Their separation and divorce had not been acrimonious. No, it had been down to a lack of communication and each one of them had concluded, independently, that if they had sat down in the right place at the right time and had talked their problems through in the right spirit, it might not have happened at all.

‘You what?’ Bob rolled over and sat up in a single movement. He was about to swing a leg out of bed, but she sat on the edge, blocking him off.

‘Easy does it,’ she said. ‘They don’t know you’re here.’

‘They’ll see my car.’

‘No they won’t. You parked it a little way along the road, remember.’

‘Alex and Andy?’

‘They left after you crashed. That was quite an entrance; five minutes to midnight. Your first words, “Gimme a drink,” then you polished off six beers inside half an hour.’ She paused, then murmured, ‘I can always tell, Bob, the more you drink, the worse it’s been.’

‘I know,’ he admitted. ‘And the bugger is, the older I get, the less the bevvy helps.’

‘So I gather. You did some shouting through the night. It’s just as well this house is stone, with thick walls. How do you feel now?’

‘My love, I do not know.’ He reached out and tugged at the cord of her dressing gown. She slipped out of it, and eased herself alongside him.

She held his wrist, with two fingers pressed below the base of his thumb. ‘Your heart rate is a little fast.’

‘Probably the dream. It was a bastard.’

‘Are you ready to tell me what happened?’

He slipped his right arm around her shoulders. ‘I told you last night. Toni Field is dead, and somehow I let Clive Graham talk me into taking her place for three months. Three months only, mind, even though Aileen and Andy both say once I’m there they’ll never get me out.’

‘Hey,’ Sarah murmured. ‘Maybe the witch knows you better than I thought.’

‘You think so too?’ He shook his head, and a slight grin turned up the corners of his mouth. ‘And here was me thinking you and I were making a new start.’

‘Then let me put it another way. Sometimes you don’t know where your duty lies until it’s brought home to you. You’ve been frustrated since you became chief in Edinburgh; I can see that. You were never really keen on the job, without really knowing why. When you were talked into taking it, you found out. It was more or less what you’d been doing before, but it made you more remote from your people and more authoritarian.

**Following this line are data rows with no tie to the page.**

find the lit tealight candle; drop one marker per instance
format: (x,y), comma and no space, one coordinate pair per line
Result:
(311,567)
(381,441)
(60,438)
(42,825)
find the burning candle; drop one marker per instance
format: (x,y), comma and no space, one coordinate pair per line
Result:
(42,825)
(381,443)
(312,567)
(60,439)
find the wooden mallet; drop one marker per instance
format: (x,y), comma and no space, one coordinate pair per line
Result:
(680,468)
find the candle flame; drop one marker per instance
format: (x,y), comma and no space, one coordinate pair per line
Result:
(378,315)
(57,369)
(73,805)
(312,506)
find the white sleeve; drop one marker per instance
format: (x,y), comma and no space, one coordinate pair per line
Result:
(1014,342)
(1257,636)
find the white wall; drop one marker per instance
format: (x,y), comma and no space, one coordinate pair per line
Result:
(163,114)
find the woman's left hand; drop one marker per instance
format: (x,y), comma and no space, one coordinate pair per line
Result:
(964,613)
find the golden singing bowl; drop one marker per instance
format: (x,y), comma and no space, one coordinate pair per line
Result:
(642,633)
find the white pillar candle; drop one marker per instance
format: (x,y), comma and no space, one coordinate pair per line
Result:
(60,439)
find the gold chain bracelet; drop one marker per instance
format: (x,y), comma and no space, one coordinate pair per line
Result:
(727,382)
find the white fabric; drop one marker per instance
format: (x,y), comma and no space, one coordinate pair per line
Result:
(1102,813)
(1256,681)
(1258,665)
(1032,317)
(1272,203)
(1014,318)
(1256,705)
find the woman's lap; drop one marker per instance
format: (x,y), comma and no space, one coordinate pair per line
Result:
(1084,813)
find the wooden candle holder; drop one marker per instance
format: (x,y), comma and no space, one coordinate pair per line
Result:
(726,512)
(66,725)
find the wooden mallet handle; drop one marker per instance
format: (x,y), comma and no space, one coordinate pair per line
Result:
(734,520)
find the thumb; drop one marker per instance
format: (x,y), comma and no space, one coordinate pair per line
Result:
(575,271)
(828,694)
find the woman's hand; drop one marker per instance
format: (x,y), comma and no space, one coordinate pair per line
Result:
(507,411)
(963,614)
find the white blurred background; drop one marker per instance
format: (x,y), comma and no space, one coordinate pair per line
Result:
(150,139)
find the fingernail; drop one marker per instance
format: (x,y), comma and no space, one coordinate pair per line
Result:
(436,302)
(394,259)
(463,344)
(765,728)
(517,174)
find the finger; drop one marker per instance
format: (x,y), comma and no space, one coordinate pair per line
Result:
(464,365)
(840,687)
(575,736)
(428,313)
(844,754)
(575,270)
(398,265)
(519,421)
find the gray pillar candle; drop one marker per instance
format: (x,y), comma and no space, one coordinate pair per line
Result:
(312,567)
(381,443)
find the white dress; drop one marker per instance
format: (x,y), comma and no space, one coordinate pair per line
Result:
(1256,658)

‘But Strathclyde’s different. You’ve always known why you didn’t want that job; you grew up there in a different time and you feel that force is too big, and as such too impersonal. Now that you’ve been forced into the hot seat by circumstances in which, in all conscience, you couldn’t decline, you might find the challenge you’ve been needing is to change that. You get what I’m saying?’

‘Yes.’ He paused. ‘But I’m a crime-fighter.’

‘I know,’ she agreed, ‘but even Strathclyde CID’s remote, isn’t it? If you can bring that closer to the people in every one of the hundreds of communities within the force’s area, then won’t they feel safer as a result, and won’t that be an achievement?’

‘Okay,’ he nodded, ‘I can see your argument. Maybe you’re right. . and maybe if this new unified force does happen it’ll be even more important to have someone in charge who thinks like I do. But probably you’re wrong. The chances are I’ll be back in Edinburgh by November. The chances are also that the unification will happen and I’ll walk away from it.’ He hesitated, and his forehead twisted into a frown. ‘That’s the way I feel right now.’